Regulation of Wnt signalling pathways by the Dishevelled DEP domain
Wnt signals bind to Frizzled receptors to trigger canonical and noncanonical signalling responses that control cell fates during animal development and tissue homeostasis. All Wnt signals are relayed by the hub protein Dishevelled (DVL). During canonical (β-catenin dependent) signalling, Dishevelled assembles signalosomes via dynamic head-to-tail polymerization of its DIX domain, which are cross-linked by its DEP domain through a conformational switch from monomer to domain-swapped dimer. The domain-swapped conformation of DEP masks the site through which Dishevelled binds to Frizzled, implying that DEP domain swapping results in the detachment of Dishevelled from Frizzled. This would be incompatible with noncanonical Wnt signalling, which relies on long-term association between Dishevelled and Frizzled. It is therefore likely that DEP domain swapping is differentially regulated during canonical and noncanonical Wnt signalling.
In the first chapter of this thesis work I used biophysical techniques, nuclear magnetic resonance spectroscopy (NMR) and cell-based assays to uncover intermolecular contacts in the DEP dimer that are essential for its stability and for Dishevelled function in relaying canonical Wnt signals. These contacts are mediated by an intrinsically structured sequence spanning a conserved serine phosphorylation site upstream of the DEP domain (S418 in human DVL2) that serves to clamp down the swapped N-terminal α-helix onto the structural core of a reciprocal DEP molecule in the domain-swapped configuration. I also characterized the human DVL2 S435 conserved phosphorylation site located in the DEP hinge loop, a sensitive region for DEP domain swapping. Mutations of S418 and its cognate surface on the reciprocal DEP core or in S435 attenuate DEP-dependent dimerization of Dishevelled and its canonical signalling activity in cells, without impeding its binding to Frizzled. DVL2 S418 and S435 are crucial residues that could be employed to switch off canonical Wnt signalling.

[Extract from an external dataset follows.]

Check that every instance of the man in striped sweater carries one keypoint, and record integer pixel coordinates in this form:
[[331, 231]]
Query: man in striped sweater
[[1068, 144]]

In the second chapter I focused on the study of Diversin. The protein Diversin plays a positive role in noncanonical Wnt signalling such as planar cell polarity and has been reported to play an inhibitory role on canonical Wnt signalling. Reports indicate that Dishevelled DEP domain and Diversin ANK domain interact and that this interaction is crucial for the role of Diversin on noncanonical outputs. Using cell-bases assays, I concluded that overexpression of Diversin inhibits canonical Wnt signalling, consistent with previous results. Moreover, I observed that Dishevelled and Diversin interact and that DEP and ANK are required for this interaction. However, I could not observe a direct interaction between monomeric DEP and ANK, suggesting that the interaction between Dishevelled and Diversin depends on extra regions, different protein conformation or that accessory factors are required for their interaction.